I do not want to sit at a scanner and make decisions about every final PDF while the machine is running. I want the scanner to do what scanners do best: capture clean images at 300 DPI or higher. Then I can group, rename, combine, and OCR the files later from the command line.
That small shift matters. Scanning becomes a capture process. Digitizing becomes an organization and text-recognition process. The result is less fiddling at the scanner, better preservation images, and a repeatable workflow for making documents searchable.
The Basic Workflow #
On a Mac, use homebroew to install two command line tools:
brew install img2pdf ocrmypdfPut the PNG files for one document into a folder. Name them in page order:
001.png
002.png
003.png
004.pngThe leading zeroes are important because the shell will pass the files to the command in sorted order. If you use names like 1.png, 2.png, and 10.png, your pages may not land where you expect.
Then combine the PNG files into a PDF:
img2pdf *.png -o combine.pdfThat gives you a PDF made from the page images. Next, run OCRmyPDF to add searchable text:
ocrmypdf combine.pdf combine-ocr.pdf The output, combine-ocr.pdf, is still visually based on the original scans, but now the PDF has a text layer. You can search it, select text, index it, quote from it, or add it to a research library.
Why Scan Images First? #
Many scanner apps want you to decide everything during the scan: file name, PDF settings, OCR settings, page grouping, destination folder, and sometimes compression. That is fine for a one-off document. It is not ideal when you are working through a box of old papers.
For digital humanities work, speed and repeatability matter. I would rather scan at 300 DPI or higher, save each page as a PNG, and keep moving. Later, when I am away from the scanner, I can sort the pages into folders, rename them, combine them into PDFs, and OCR them in batches.
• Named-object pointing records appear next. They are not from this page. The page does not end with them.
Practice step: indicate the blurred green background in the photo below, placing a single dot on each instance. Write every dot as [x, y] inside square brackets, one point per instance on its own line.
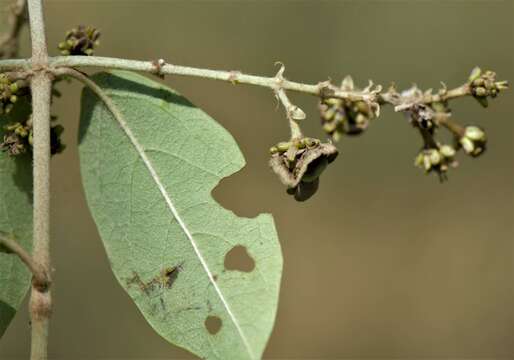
[383, 262]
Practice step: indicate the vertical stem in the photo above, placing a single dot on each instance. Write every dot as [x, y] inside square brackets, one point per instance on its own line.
[37, 34]
[40, 301]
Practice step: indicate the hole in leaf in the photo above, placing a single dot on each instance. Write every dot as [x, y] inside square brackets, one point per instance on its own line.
[238, 259]
[213, 324]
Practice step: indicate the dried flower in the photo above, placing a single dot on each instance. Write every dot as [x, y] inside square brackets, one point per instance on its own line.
[299, 163]
[484, 85]
[339, 116]
[437, 159]
[473, 141]
[10, 91]
[18, 138]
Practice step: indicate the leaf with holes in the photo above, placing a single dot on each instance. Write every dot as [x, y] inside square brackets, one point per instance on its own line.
[148, 174]
[15, 220]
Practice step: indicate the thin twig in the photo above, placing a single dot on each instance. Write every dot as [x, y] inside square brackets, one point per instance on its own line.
[9, 42]
[293, 113]
[235, 77]
[38, 271]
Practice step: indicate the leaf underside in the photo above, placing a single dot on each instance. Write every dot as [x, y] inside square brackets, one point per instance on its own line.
[15, 221]
[148, 183]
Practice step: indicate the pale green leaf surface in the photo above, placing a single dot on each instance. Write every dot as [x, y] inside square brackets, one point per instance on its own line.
[15, 221]
[149, 189]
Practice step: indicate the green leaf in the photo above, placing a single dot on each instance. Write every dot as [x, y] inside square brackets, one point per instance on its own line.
[15, 221]
[148, 179]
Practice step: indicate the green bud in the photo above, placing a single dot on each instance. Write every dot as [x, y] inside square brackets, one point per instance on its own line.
[475, 73]
[502, 85]
[435, 157]
[478, 82]
[482, 101]
[474, 133]
[315, 169]
[329, 127]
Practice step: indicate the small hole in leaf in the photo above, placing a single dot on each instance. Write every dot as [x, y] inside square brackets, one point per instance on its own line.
[213, 324]
[238, 259]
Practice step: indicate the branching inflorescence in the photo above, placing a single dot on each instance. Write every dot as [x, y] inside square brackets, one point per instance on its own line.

This also preserves better intermediate files. A folder of high-resolution page images is flexible. You can make a PDF from it. You can rerun OCR with different settings. You can crop, deskew, split, reorder, or replace pages. You can keep the images as preservation files and treat the OCR PDF as a derivative.
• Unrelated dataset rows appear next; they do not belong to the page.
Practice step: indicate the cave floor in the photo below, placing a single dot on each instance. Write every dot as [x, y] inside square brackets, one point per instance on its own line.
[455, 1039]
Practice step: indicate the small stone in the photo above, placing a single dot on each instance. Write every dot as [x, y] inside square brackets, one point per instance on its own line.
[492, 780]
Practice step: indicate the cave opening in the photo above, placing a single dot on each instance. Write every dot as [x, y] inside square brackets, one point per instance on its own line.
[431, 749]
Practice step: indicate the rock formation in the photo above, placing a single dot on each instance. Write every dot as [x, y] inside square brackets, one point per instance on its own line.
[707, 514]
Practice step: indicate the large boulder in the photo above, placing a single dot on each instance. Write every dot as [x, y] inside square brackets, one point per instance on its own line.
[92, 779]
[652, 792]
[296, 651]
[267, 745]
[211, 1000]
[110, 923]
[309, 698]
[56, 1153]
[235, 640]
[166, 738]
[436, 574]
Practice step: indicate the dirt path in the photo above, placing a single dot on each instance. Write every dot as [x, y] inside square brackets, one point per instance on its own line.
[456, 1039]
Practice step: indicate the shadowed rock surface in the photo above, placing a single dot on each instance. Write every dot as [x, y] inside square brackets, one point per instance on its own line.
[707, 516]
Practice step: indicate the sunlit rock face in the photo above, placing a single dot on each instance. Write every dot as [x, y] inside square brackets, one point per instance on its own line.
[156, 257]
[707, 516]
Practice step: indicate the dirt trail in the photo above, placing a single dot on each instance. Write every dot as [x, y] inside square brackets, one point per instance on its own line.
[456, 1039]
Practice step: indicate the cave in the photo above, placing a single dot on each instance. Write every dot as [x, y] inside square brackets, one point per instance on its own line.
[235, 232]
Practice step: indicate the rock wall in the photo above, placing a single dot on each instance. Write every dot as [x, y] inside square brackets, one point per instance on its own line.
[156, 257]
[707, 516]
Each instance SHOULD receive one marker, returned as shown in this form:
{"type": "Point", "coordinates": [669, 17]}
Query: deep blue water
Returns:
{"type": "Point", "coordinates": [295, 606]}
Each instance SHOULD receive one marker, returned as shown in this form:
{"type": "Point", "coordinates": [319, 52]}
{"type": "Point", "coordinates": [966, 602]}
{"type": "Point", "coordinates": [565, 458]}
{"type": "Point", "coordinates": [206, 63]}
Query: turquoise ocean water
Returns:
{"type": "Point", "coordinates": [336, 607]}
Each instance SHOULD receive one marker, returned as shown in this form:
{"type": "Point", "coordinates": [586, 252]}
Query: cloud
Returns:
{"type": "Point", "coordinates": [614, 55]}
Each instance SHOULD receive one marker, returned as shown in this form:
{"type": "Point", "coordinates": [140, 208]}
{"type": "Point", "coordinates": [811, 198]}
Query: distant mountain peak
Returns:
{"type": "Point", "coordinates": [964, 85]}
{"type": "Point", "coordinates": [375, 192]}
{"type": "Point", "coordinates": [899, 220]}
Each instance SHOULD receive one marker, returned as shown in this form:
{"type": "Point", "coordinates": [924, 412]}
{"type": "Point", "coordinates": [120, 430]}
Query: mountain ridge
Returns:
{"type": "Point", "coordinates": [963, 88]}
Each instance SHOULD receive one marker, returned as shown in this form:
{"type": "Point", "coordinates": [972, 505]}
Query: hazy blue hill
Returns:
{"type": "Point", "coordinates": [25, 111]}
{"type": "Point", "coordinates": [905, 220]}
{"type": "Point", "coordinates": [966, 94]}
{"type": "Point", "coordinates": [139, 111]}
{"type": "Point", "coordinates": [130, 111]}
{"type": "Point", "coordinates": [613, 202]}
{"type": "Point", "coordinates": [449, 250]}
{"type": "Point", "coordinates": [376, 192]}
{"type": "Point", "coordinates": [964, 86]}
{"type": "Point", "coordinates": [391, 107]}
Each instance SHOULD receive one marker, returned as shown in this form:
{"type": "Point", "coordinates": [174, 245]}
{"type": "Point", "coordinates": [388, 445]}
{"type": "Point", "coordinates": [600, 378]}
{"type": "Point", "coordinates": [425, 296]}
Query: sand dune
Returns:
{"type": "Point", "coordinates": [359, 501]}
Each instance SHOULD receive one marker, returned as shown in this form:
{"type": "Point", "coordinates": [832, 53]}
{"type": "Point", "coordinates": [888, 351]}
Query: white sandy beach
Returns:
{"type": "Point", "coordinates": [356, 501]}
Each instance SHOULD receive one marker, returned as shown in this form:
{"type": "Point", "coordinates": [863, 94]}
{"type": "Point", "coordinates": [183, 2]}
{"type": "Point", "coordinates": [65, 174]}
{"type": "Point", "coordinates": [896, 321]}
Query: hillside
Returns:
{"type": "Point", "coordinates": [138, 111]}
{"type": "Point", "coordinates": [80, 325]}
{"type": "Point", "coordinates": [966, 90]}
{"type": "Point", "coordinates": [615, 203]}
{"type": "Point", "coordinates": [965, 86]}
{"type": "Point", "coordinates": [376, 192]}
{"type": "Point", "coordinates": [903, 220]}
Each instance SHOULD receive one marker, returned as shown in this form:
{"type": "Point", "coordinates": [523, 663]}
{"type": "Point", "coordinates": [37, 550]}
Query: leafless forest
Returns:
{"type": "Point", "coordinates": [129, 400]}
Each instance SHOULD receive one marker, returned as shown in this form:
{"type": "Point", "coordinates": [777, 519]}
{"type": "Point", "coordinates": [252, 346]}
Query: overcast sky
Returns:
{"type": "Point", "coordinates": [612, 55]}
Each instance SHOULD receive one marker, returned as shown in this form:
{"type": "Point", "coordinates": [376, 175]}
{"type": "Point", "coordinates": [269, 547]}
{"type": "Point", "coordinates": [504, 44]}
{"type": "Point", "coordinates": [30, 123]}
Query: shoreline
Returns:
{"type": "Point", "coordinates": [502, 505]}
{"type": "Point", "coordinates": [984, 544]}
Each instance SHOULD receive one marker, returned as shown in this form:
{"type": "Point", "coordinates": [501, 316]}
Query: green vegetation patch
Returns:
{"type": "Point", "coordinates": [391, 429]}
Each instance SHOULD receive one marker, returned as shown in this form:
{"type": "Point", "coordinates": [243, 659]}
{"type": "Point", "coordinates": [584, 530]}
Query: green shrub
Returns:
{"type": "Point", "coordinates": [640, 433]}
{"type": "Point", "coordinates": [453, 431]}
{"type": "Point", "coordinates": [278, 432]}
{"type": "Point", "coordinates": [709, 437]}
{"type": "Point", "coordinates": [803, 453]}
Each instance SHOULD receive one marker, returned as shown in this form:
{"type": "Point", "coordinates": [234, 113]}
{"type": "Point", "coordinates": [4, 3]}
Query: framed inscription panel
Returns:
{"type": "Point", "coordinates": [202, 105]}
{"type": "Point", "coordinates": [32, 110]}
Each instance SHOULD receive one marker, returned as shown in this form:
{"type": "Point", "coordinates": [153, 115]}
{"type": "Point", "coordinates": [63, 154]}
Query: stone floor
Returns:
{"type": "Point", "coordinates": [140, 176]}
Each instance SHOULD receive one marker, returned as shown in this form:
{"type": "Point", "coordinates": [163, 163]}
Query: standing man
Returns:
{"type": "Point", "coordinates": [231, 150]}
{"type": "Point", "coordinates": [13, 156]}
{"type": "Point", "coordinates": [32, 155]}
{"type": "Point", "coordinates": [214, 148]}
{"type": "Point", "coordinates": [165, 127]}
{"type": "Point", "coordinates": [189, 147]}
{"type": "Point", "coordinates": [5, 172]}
That distinction is useful: the scan is the evidence; the OCR PDF is the access copy.
A Small Script #
I keep a script called png_to_pdf_to_ocr.sh for this workflow. From inside a folder of PNGs, it combines the images and then runs OCR:
./png_to_pdf_to_ocr.sh combined-ocr.pdfThe logic is simple:
img2pdf *.png -o combine.pdf
ocrmypdf combine.pdf combine-ocr.pdf --skip-textThe script just makes the process harder to mistype. It also gives me one command I can reuse when processing multiple documents.
Batch Thinking #
The real payoff comes when you start thinking in folders:
archive-box-01/
newsletter-1978-03/
001.png
002.png
003.png
minutes-1981-11-14/
001.png
002.png
003.png
004.pngEach folder becomes one document. Each folder can become one searchable PDF. That structure is readable by humans, easy to back up, and simple to revisit later.
This is the kind of ordinary technical practice that supports better humanities work. Digitization is not only about expensive platforms or specialized repositories. It is also about small, durable habits: good scans, clear filenames, reusable commands, and files that remain understandable after the software changes.
When I am working with old documents, I want the workflow to stay boring. Scan clean images. Group pages. Combine with img2pdf. Run ocrmypdf. Keep the source images. Save the searchable PDF. Repeat.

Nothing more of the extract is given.